Rayner’s practice model assesses each patient’s dry eye disease – and financial position to afford treatment – on a case-by-case basis.
“We clinically assess patients as part of an initial consultation under Medicare guidelines if they are eligible. We don’t bulk bill. In my experience, patients are so desperate to resolve their dry eye that they will pay out-of-pocket, but they often say, ‘I wish my health fund would cover this’. I initially spoke to one major health fund about covering dry eye, but it was not considered big enough to cover,” Rayner says.
“Some people can’t afford the gap. We take an individual approach to cost and payment. It would be fabulous to see a Medicare rebate for basic imaging like meibography (infrared imaging of meibomian glands). Medicare should be covering meibography, much like Medicare covers a bone x-ray. But it’s not covered.”
Emphasis on education
Optometry Australia (OA)’s chief clinical officer Mr Luke Arundel says the organisation recognises that the incidence of dry eye is high with most people experiencing this condition at some time.
“The rise in dry eye is creating a need within the population for more specialised treatment, hence we are seeing the establishment of dry eye clinics throughout Australia to assist patients manage this condition. We are highly supportive of the establishment of practices dedicated to specific eye conditions and diseases,” he says.
Given the prevalence of dry eye, OA is continuing to provide education and professional development resources for its members.
In July, the US inventor of the IPL procedure, Dr Rolando Toyos, facilitated a dry eye webcast, outlining the basic concept and mechanism of IPL therapy and how it can be incorporated into dry eye treatment, and reviewing existing and new therapeutic dry eye management options available to practitioners.
Simultaneously, Arundel says OA is continually lobbying for the expansion of the MBS schedule. The organisation has a member-based Medicare Services Advisory Group to assist in this area and its policy team is in regular communication with the numerous divisions within Medicare.

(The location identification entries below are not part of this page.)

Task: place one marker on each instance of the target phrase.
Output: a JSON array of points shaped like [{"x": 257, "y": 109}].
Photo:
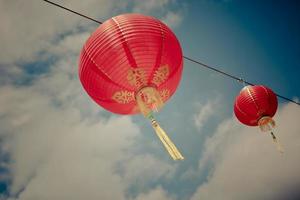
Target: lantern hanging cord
[{"x": 185, "y": 57}]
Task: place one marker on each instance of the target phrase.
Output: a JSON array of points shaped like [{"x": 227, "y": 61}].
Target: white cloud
[
  {"x": 205, "y": 112},
  {"x": 246, "y": 163},
  {"x": 173, "y": 19},
  {"x": 59, "y": 143},
  {"x": 157, "y": 193}
]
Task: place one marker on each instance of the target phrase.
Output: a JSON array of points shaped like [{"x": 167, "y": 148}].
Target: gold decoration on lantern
[
  {"x": 136, "y": 77},
  {"x": 164, "y": 94},
  {"x": 161, "y": 74},
  {"x": 123, "y": 96}
]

But as Arundel points out, lobbying for items to be added to the MBS can be an expensive enterprise.
“Addition of procedural items to the MBS involves a large amount of effort and resources, with the first of these (item 10944: foreign body removal) successfully added to the list after eight years of lobbying from Optometry Australia.”
Arundel confirmed the organisation is not actively advocating for a procedural item for dry eye to be added to the MBS.
“Currently no modifications or additions to our MBS list are being considered until the results of the MBS review for our tranche are handed down. After numerous delays (exacerbated by COVID-19) this is now anticipated to be as late as 2022.”